Les islamophobes insinuent, la tête sous le sable, que l’Islam violerait les droits et nierait la dignité des musulmanes notamment, et les obligerait à se vêtir comme le leur imposeraient leurs parents et leur mari, et non comme ce que leur recommande leur foi. La burka deviendrait à ce titre, aux dires du Président Sarkozy tête de liste de ces islamophobes, « un problème de liberté et de dignité de la femme. C’est un signe d’asservissement, c’est un signe d’abaissement.» A cet égard, le Président Sarkozy fait de la porteuse du voile intégrale, une persona non grata : «solennellement, dira-t-il, la burka n’est pas la bienvenue en France. Nous ne pouvons pas accepter dans notre pays des femmes prisonnières derrière un grillage, coupées de toute vie sociale. Privées de toute identité. Ce n’est pas l’idée que nous nous faisons de la dignité de la femme.»

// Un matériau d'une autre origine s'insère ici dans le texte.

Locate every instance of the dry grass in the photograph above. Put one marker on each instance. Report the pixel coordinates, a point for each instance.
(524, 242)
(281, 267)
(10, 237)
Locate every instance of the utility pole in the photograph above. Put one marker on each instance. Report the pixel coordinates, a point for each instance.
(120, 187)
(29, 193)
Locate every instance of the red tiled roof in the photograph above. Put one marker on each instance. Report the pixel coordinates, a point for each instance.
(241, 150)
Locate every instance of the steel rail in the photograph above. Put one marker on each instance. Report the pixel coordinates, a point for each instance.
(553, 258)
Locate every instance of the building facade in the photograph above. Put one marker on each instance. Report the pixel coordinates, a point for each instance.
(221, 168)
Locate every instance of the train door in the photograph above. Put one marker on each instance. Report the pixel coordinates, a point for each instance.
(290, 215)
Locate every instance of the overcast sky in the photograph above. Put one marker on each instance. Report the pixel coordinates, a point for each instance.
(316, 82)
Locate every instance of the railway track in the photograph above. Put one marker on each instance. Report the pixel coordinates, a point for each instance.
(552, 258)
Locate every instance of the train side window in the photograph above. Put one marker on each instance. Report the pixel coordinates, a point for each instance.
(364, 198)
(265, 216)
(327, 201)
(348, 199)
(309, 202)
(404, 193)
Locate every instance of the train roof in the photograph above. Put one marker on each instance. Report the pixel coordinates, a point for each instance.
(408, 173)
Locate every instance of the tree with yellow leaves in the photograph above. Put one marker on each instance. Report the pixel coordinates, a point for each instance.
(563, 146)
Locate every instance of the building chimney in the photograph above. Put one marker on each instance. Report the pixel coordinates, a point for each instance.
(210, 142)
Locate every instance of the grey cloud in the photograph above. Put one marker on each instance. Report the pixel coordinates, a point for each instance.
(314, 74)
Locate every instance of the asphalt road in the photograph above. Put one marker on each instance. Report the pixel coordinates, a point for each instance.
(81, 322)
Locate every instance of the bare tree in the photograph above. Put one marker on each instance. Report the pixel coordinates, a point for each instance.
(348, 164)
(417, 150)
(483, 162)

En attendant l’avis des parlementaires français sur la question, nous musulmans non français nous invitons dans ce débat, qu’il soit sur la laïcité, «la liberté ou sur la dignité de la femme »…..

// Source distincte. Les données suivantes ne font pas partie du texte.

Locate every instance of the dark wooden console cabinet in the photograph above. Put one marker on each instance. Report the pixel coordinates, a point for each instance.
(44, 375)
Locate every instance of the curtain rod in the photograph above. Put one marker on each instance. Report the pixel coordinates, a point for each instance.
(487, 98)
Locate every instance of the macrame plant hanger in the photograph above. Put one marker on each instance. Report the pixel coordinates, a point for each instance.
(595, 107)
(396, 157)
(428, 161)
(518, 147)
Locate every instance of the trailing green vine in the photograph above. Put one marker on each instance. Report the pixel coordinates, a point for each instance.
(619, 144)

LA LIBERTE ET LA DIGNITE DE LA FEMME COMME CELLES DE TOUTES LES PERSONNES
Après avoir été votée à l’Assemblée Générale de l’Organisation des Nations Unies (O.N.U), la Déclaration Universelle des Droits de l’Homme et du Citoyen a valeur de constitution en France, depuis la décision du Conseil Constitutionnel de ce pays, en date du 16 Juillet 1971. Après le vote, l’Assemblée Générale a souhaité une charte des droits de l’homme qui aurait force obligatoire. Ainsi furent rédigés et adoptés deux (2) textes complémentaires :
Le premier, à l’article 11. 1. « Les Etats parties au présent pacte reconnaissent le droit de toute personne à un niveau de vie suffisant pour elle-même et sa famille, y compris une nourriture, un vêtement et un logement suffisants, ainsi qu’à une amélioration constante de ses conditions d’existence. Les Etats parties prendront des mesures appropriées pour assurer la réalisation de ce droit et ils reconnaissent à cet effet l’importance essentielle d’une coopération internationale librement consentie. »

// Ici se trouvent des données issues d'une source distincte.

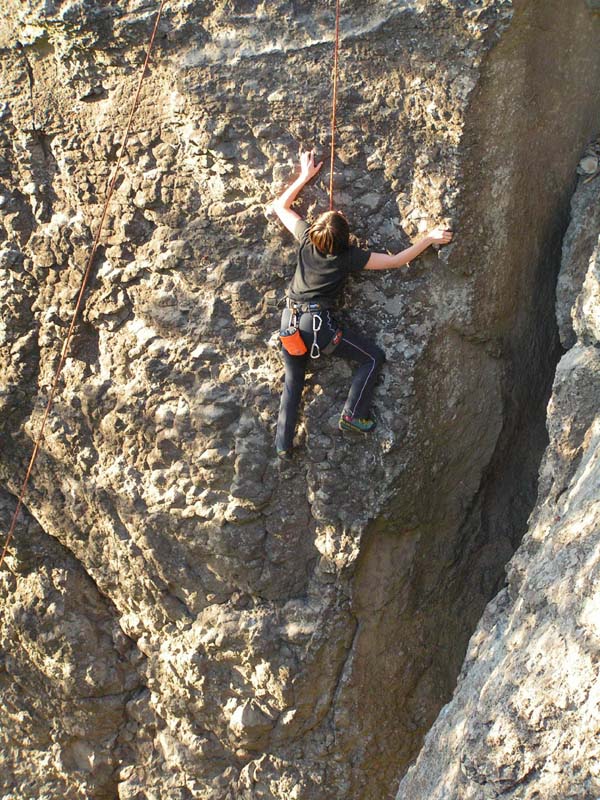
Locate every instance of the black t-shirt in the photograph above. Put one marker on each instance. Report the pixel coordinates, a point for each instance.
(319, 278)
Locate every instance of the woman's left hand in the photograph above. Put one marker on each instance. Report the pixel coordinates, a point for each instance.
(308, 168)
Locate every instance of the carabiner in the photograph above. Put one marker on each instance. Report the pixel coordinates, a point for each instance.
(315, 351)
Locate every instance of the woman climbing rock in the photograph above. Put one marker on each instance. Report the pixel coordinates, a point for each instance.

Le second, à ses articles 26 et 27 :
Article 26 : « Toutes les personnes sont égales devant la loi et ont droit sans discrimination à une égale protection de la loi. A cet égard, la loi doit interdire toute discrimination et garantir à toutes les personnes une protection égale et efficace contre toute discrimination, notamment de race, de couleur, de sexe, de langue, de religion, d’opinion politique et de toute autre opinion, d’origine nationale ou sociale, de fortune, de naissance ou de toute autre situation. »
Article 27 : « Dans les Etats où il existe des minorités ethniques, religieuses ou linguistiques, les personnes appartenant à ces minorités ne peuvent être privées du droit d’avoir, en commun avec les autres membres de leur groupe, leur propre vie culturelle, de professer et de pratiquer leur propre religion, ou d’employer leur propre langue. »
Toutefois, en ratifiant ce texte le 4 Novembre 1980, la France a émis une réserve à l’article 27, au nom de l’universalisme républicain. La compréhension française de l’universalisme républicain estime que la nation française étant « une et indivisible », les minorités ethniques, culturelles, linguistiques ou religieuses n’y auraient pas droit de cité.
La France, berceau de la déclaration des droits de l’homme et des citoyens, Etat partie au Pacte International relatif aux droits civils et politiques doit :
« Garantir que toute personne dont les droits et libertés reconnus dans le présent pacte auront été violés disposera d’un recours utile, alors même que la violation aurait été commise par des personnes agissant dans l’exercice de leurs fonctions officielles.»
Si « le problème de la burka n’est pas un problème religieux » comme le prétend le Présent Sarkozy, mais, « …un problème de liberté et de dignité de la femme », il devient loisible de poursuivre toutes personnes présumées coupables de ces actes de privation de droits et de libertés devant les juridictions françaises. Les suspects légitimes du Président Sarkozy étant les géniteurs et conjoints de ces « femmes (supposées) prisonnières derrière un grillage, coupées de toute vie sociale, privées de toute identité ».
A contrario, ces femmes porteuses de voile intégrale devraient intenter un procès contre le Président Sarkozy, pour violation de leurs droits et libertés de porter des vêtements de leur choix, autrement dit, des habits que leur recommande leur foi et/ou leur culture.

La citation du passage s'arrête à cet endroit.